3. Le requérant soutient qu'il parle seulement le wolof et qu'il n'a pas été en mesure de comprendre les informations écrites qui lui ont été délivrées lors de la remise des brochures A et B écrites en français. Il rappelle qu'il a toujours demandé un interprète en wolof lors de ses entretiens et que sa fiche d'entretien individuelle ne mentionne que le wolof comme langue comprise. Toutefois, le préfet fait valoir, sans être contesté, qu'il a rempli seul, sans l'aide d'un interprète, les " feuilles de salle " établies en français. Il ressort également des pièces du dossier qu'il a signé, le 25 mai 2018, la requête rédigée en français qu'il a présentée devant le tribunal administratif de Paris à l'encontre de l'arrêté du 23 mai 2018. De plus, l'intéressé indique avoir fait son service militaire dans la gendarmerie au Sénégal alors que le français est la langue officielle de ce pays.
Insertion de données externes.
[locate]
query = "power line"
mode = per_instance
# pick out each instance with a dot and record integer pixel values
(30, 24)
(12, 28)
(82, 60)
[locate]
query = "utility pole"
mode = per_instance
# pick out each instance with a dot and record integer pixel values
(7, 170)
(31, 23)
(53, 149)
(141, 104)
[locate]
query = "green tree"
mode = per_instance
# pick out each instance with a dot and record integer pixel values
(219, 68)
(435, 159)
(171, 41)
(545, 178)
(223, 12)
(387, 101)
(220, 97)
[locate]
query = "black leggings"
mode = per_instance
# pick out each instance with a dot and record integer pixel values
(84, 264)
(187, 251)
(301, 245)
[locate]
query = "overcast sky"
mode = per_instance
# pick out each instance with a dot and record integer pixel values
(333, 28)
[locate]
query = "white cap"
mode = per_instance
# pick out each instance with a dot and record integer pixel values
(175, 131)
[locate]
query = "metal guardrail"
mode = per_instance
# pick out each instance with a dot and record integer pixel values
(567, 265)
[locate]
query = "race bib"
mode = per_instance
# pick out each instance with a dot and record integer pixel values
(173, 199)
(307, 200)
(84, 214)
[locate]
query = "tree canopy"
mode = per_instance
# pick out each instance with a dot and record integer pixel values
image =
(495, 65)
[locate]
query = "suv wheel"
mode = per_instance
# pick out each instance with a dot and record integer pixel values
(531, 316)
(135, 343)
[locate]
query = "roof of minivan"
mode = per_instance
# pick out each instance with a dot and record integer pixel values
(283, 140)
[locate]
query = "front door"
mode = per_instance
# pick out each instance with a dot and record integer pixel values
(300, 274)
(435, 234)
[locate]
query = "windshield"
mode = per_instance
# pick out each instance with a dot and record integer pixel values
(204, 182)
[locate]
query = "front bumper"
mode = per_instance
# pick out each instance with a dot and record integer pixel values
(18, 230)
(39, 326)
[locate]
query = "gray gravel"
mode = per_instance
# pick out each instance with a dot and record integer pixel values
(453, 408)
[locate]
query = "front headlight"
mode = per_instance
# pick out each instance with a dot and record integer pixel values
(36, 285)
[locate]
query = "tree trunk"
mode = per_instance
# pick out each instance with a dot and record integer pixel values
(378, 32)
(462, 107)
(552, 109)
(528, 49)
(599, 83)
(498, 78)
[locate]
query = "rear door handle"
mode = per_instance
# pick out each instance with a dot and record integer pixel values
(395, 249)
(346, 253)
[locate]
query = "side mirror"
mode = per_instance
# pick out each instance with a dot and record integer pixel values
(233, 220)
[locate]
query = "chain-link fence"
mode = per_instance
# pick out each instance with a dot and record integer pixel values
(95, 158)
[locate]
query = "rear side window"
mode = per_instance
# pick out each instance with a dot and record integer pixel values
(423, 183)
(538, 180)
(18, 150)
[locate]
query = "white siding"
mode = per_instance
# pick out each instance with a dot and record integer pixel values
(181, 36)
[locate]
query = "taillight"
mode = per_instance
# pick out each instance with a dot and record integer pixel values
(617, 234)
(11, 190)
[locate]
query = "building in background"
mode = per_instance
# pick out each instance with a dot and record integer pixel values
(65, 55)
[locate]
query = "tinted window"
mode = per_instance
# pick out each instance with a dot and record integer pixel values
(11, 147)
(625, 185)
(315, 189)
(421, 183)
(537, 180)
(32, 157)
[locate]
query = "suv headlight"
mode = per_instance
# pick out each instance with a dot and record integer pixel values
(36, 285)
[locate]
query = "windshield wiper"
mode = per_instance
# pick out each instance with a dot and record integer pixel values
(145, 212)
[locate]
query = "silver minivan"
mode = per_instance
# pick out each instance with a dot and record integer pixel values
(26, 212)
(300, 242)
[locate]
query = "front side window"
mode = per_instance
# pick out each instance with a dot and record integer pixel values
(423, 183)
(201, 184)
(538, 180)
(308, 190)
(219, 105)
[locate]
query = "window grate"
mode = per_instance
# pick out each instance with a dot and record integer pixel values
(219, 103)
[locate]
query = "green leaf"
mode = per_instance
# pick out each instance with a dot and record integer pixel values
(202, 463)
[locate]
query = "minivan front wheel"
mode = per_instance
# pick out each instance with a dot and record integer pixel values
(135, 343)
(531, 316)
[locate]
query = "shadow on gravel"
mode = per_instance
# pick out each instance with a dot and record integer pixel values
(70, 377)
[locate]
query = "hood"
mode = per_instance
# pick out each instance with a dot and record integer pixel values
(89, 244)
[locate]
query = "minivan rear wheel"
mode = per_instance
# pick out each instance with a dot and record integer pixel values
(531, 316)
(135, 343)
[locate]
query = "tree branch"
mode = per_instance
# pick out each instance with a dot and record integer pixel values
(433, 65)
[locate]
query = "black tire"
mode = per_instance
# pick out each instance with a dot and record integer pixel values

Enfin, il se prévaut d'un certificat médical circonstancié en français où ses dires sont relatés sans qu'il soit soutenu qu'il était alors assisté d'un interprète en langue wolof. Dans ces conditions, le préfet de police a pu raisonnablement supposer que M. A... comprenait la langue française. Au surplus, l'intéressé a indiqué " avoir compris tous les termes de cet entretien " lors de son entretien individuel sans mentionner que les brochures lui ont été donnés dans une langue qu'il ne comprenait pas. Dans ces conditions, le moyen tiré de ce que l'arrêté contesté a été pris en méconnaissance de l'article 4 du règlement (UE) n° 604/2013 doit être écarté. Par suite, c'est à tort que le Tribunal administratif de Paris s'est fondé sur la méconnaissance, par la décision attaquée, de l'article 4 du règlement précité pour prononcer son annulation.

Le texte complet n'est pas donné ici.